Receta de la pasta de curry verde
Ingredientes
- 750 ml de leche de coco.
- 100 ml de agua.
- 100 g de cebolla roja.
- 80 g de pimiento verdes.
- Ocho chiles tailandeses verdes, variedad ojo de pájaro.
- 2 tallos de lemongrass picados (citronela) [Sustituir por ralladura de limón].
- 20 g de galangal fresco [Sustituir por jengibre].
- 4 dientes de ajo.
- 4 hojas de lima kaffir [Sustituir por ralladura de lima].
- 2 limas.
- 25 g de raíces de cilantro [Sustituir por hojas y tallos frescos de cilantro].
- 50 g de aceite vegetal de colza o girasol[Sustituir por aceite de oliva virgen extra].
- 1 g de pimienta blanca molida.
- 15 g de pasta de gambas [Crema de marisco].
- 15 ml de salsa de pescado [Salsa inglesa].
- Albahaca tailandesa (Horapa) – 5-10 hojas, cortadas en juliana [Sustituir por albahaca tradicional].
- Sal al gusto.
[]Cualquier parecido con la realidad es mera coincidencia.
Elaboración del curry verde
Es imprescindible el uso del horno para que los sabores y aromas se mantengan en nuestras posteriores recetas.
- Precalentamos el horno a 200º C.
- Colocamos estos ingredientes frescos en una fuente de horno junto con la mitad del aceite, mezclamos bien, menos las hojas de lima y los cítricos que reservaremos para más adelante.
- Metemos en el horno durante 15 minutos.
- Sacamos del horno, colocamos los ingredientes asados, la sal y la pimienta en un robot de cocina para obtener una masa.
- En una cazuela pon el resto del aceite y calienta.
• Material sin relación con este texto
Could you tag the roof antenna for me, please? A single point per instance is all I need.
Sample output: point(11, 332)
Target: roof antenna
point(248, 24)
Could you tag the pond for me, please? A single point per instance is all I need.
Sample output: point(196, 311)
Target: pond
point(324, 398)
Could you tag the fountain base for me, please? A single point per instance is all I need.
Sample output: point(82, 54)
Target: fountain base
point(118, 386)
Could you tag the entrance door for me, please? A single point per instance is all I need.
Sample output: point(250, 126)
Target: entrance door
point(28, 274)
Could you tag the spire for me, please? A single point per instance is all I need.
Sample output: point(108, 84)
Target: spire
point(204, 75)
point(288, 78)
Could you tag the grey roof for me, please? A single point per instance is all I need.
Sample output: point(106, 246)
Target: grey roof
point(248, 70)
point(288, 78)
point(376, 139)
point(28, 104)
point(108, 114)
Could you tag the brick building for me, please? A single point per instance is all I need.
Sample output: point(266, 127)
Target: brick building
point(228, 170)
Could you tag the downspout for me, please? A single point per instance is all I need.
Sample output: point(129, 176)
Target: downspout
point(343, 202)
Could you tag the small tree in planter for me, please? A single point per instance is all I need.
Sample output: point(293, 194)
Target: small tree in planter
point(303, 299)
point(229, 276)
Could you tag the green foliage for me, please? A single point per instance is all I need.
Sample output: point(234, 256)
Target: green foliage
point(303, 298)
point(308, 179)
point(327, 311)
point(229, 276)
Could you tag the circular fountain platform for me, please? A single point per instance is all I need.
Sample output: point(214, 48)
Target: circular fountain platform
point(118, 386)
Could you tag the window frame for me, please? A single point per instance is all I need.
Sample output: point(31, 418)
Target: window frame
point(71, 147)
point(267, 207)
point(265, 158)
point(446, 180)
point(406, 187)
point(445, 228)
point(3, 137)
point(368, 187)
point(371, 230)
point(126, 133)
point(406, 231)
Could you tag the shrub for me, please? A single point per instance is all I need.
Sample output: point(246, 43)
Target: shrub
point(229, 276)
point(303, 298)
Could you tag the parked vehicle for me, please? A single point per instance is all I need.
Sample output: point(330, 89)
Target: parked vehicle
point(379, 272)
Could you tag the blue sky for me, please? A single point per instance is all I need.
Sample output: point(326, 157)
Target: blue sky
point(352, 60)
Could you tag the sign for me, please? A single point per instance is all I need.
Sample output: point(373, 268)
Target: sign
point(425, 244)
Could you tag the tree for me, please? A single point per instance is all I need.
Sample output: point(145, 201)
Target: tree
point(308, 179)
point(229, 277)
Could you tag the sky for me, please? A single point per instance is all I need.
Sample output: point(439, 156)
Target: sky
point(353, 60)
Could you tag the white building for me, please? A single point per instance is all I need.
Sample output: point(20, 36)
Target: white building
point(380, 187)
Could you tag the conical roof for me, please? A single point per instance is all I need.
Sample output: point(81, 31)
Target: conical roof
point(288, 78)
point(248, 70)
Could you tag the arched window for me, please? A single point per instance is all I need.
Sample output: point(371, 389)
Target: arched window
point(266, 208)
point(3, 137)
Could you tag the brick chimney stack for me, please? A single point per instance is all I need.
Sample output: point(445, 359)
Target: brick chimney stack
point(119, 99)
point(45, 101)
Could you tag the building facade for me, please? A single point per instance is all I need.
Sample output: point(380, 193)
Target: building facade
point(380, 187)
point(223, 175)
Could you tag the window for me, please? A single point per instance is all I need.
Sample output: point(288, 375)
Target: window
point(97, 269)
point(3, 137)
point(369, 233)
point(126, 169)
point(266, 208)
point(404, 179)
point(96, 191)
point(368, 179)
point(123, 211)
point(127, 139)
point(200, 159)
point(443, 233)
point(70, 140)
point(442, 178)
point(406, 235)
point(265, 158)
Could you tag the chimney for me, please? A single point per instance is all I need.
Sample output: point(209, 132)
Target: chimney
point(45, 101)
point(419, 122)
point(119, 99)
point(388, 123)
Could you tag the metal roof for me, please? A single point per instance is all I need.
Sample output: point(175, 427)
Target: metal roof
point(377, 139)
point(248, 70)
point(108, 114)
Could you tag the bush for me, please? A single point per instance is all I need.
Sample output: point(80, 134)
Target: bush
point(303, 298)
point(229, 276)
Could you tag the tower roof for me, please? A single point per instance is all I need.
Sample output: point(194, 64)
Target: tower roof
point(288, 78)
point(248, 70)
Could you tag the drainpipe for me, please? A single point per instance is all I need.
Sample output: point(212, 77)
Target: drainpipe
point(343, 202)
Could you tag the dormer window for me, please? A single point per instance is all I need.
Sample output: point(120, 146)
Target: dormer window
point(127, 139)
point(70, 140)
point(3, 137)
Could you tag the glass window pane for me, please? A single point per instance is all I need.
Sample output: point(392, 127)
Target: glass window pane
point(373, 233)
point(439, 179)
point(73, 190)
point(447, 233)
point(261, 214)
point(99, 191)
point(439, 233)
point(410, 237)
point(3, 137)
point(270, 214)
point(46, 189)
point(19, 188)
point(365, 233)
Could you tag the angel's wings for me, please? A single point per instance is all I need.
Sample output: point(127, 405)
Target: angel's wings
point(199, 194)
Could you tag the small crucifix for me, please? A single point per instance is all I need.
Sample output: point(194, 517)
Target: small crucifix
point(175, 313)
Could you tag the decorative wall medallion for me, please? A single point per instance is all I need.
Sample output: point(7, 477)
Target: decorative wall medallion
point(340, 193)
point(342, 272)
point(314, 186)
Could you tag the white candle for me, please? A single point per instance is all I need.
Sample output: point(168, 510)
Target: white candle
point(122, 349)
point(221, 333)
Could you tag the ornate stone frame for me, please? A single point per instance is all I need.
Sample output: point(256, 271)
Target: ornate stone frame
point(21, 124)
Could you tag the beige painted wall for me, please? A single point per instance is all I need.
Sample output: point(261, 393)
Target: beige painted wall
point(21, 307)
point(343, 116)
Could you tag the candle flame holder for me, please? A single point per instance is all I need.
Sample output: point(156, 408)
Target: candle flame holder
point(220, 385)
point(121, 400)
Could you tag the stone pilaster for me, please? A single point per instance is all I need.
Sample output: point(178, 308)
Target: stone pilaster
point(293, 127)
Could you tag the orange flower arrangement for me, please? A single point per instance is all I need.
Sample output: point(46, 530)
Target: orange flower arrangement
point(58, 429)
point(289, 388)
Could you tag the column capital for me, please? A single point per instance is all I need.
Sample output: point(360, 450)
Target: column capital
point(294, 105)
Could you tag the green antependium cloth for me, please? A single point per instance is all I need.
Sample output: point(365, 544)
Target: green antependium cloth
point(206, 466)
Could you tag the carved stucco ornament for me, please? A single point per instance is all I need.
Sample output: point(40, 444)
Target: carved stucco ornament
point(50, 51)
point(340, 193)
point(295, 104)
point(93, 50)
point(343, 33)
Añade la mezcla triturada, la pasta de gambas, la salsa de pescado y las hojas de lima. Cocinamos durante 20 minutos, removiendo de vez en cuando para evitar que se pegue con una cuchara de madera.
- Añadimos la leche de coco y deja que reduzca todo a la mitad, puede llevar de 30 a 40 minutos, dependiendo de la intensidad del fuego, dependerá de la intensidad del fuego.
- Llegado a este punto solo quedará añadir el zumo de lima y dejar que evapore el líquido.